An introduction to webscraping - Part 0

A tutorial for those with little or no programming background
By Maurits van der Veen
Last modified October 2015

Preparation

Before you can try your hand at scraping the web, you will need to install a number of programs, packages, and extensions on your computer. When we begin the actual tutorial, I am going to assume that you have all of these successfully installed already.

Text editor

We will be writing several program files (in the programming language Python). Writing computer code is easiest in an editor specifically design for that purpose, but a general-purpose text editor will do fine for our purposes.

A very good text editor that works across multiple computing platforms, and is specifically designed for writing computer code, is Brackets, a side project of Adobe. Get it at http://brackets.io. It comes in versions for Mac OSX, Windows, Ubuntu, and Debian Linux.

For the Mac, another option is TextEdit is a program that comes standard on your machine, and that handles plain text well. However, it tends to assume that you want to write your text in rich text format (rtf). You do not! When you are editing an existing file in rtf, press command-shift-T to convert it to plain text.

You may also want to change TextEdit's defaults in the Preferences window (from the TextEdit menu in the menu bar). Here, make sure the 'Plain text' option is selected (rather than 'Rich text) for Format (At the top of the window.

Try to familiarize yourself with the process of opening and closing files, indenting lines of codes, and other basic text editing tasks in the text editor of your choice.

Command line interface

Another thing you will need (and need to be familiar with) is a command line interface, which will allow you to type specific commands directly to the computer.

The most common application for this purpose on the Mac is Terminal, which, again, comes standard with every Mac. A similar program exists for windows, but I am not sure of its precise name.
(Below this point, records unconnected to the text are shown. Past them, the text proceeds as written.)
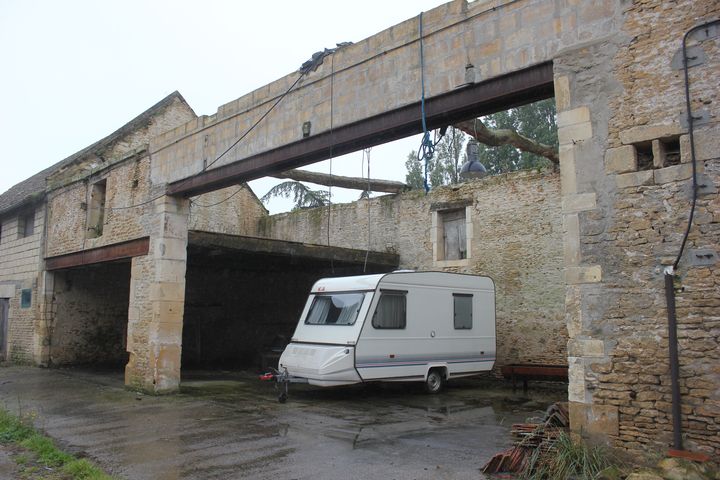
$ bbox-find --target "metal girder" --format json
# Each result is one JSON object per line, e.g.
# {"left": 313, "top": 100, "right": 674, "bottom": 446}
{"left": 45, "top": 237, "right": 150, "bottom": 270}
{"left": 169, "top": 62, "right": 554, "bottom": 197}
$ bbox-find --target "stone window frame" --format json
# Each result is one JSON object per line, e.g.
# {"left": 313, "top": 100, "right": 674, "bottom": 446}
{"left": 17, "top": 210, "right": 35, "bottom": 239}
{"left": 431, "top": 200, "right": 473, "bottom": 268}
{"left": 86, "top": 179, "right": 107, "bottom": 239}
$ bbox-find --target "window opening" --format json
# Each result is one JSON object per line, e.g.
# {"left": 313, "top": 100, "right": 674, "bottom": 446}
{"left": 20, "top": 289, "right": 32, "bottom": 308}
{"left": 441, "top": 209, "right": 467, "bottom": 260}
{"left": 453, "top": 293, "right": 473, "bottom": 329}
{"left": 372, "top": 290, "right": 407, "bottom": 329}
{"left": 305, "top": 293, "right": 365, "bottom": 325}
{"left": 86, "top": 180, "right": 107, "bottom": 238}
{"left": 18, "top": 211, "right": 34, "bottom": 238}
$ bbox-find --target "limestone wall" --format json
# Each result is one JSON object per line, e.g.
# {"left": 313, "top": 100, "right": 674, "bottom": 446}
{"left": 0, "top": 205, "right": 45, "bottom": 362}
{"left": 259, "top": 170, "right": 566, "bottom": 368}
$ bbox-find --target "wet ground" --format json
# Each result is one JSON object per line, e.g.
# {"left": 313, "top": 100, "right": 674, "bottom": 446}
{"left": 0, "top": 366, "right": 566, "bottom": 479}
We will use the command line primarily to run scrapy, which is written on Python but is an executable program that is run from outside Python. We may also wish to move around your laptop's directory structure. The most useful command here is cd (for change directory).

Use cd by itself to return to the top-level directory associated with your user account.

To go one level up (to the parent folder), use cd ..

To go to a specific folder, specify its name. Finally, we can combine these basic commands to go up or down several levels in the hierarchy; for example:

cd ../../Desktop/Scraping/

Note: When you run ipython notebook (the program used to write this page), it will open a Terminal window for itself. This window will be occupied with running the notebook. If you need to enter some commands on the command line, open a different window to do so.

Firefox, firebug, firepath

The web browser I will use in the tutorial is Firefox (Mozilla). If you do not already have this browser, download the appropriate version for your computer from https://www.mozilla.org/en-US/firefox/new/ Once you have installed it, make sure it works correctly (just try visiting a couple of websites).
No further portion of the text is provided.